《今日は午前からルンバをしました。
前回痛くて弱音を吐いた検査のパワーアップ版?みたいな。
でも今回は頑張って耐えましたよ!
えらいでしょ?
これからも、私は、辛くても、頑張ります!
ヒロキさんがついていてくれるから、絶対、頑張るょ!!!》
食事を終えて、点滴を打たれながらリカさんに聞く。
「リカさん、いくつなの?」
「24歳だよ」
「彼氏はいるの?」
「今ね、ちょうど切らしてるの」
こころは笑った。
「切らしてるって、母さんも調味料でよく言うよ」
「そう、近いかもね」
リカさんも笑う。
「リカさんの趣味って何?」
「うん、車でドライブすることかな。
海岸線とかね、バーと飛ばすと気分いいよ」
「へえ、海をドライブか。
私も免許取りたいな」
「きっと取れるよ。
そのためにもまず、病気治して、学校卒業しないとね」
「うん、頑張る」
リカさんと笑顔でうなづきあった。
点滴をされたままうとうとしてると、携帯がブルッて起こされた。
こころは慌ててメールを開いた。
《嬉しいな、
えらいよ、こころさん!
こころさんが頑張ってると思うと、僕も元気が溢れてくるよ!
元気をありがとう!
じゃあまた、ガンバレよ!》
ヒロキさんのメールに、私は声を出して「うん、頑張る」と答えてしまい、自分で笑った。

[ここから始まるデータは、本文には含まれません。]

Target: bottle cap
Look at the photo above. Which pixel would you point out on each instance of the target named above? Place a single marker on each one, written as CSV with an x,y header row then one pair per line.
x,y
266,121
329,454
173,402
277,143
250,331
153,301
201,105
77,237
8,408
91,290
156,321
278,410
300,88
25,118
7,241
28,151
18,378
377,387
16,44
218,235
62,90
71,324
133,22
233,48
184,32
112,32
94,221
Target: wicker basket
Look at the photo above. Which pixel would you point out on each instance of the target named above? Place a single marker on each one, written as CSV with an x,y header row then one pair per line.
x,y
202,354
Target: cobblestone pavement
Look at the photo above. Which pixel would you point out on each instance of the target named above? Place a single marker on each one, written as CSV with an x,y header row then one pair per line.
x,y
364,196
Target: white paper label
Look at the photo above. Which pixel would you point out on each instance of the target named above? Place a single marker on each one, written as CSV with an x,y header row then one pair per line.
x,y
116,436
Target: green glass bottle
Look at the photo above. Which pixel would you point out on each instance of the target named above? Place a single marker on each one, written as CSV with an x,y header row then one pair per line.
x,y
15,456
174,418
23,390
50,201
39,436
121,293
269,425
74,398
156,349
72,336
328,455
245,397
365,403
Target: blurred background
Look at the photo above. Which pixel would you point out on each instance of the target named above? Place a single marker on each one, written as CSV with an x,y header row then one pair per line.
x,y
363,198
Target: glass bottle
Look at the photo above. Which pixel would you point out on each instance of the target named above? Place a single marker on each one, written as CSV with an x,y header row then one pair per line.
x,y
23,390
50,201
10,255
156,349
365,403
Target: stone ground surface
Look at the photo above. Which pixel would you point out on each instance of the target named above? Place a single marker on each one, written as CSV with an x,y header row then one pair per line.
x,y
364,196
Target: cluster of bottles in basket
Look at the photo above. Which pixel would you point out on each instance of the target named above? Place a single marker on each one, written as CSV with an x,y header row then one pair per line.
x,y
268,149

夕方、思いがけず、サトミとカオリが制服のまま、お見舞いに来てくれた。
「なんだ、来てくれたの!」
「なんだじゃないわよ。
カオリが寂しがって泣いてるに違いないって言うから来てやったのに、
ありがたみのない言い方ね」
サトミが元気につっかかってくるのが嬉しい。
「ごめん、でも今朝のメール、素っ気なかったから」
「お見舞い行くね、なんて言うとサプライズがないでしょ」
「うん、ありがとう」
喜ぶこころにサトミはキャンディーの箱を、カオリはコミックを差し出す。
「カオリがね、入院中はこういうのが嬉しいんだって言うからさ」
「うん、嬉しい、退屈してきたところなんだ。
カオリ、さすが病気の先輩ね、ありがとう」
「喜んでくれてよかったわ」
「で、どういう病気なの?」
正直に話してもよかったけど、話すことで過剰に心配されるのも困る。
「うん、お医者さんじゃないからうまく説明できないけど、
血液とか、リンパとかのバランスが崩れる病気。
だからニ、三週間入院なんだって」
「ふうん、ニ、三週間か、大変だね」とサトミ。
「じゃあ、私がノート貸してあげるよ」とカオリ。
「うん、じゃあ借りちゃおうかな」
二人とは、看護士のアカネさんが来るまで、三十分くらい話した。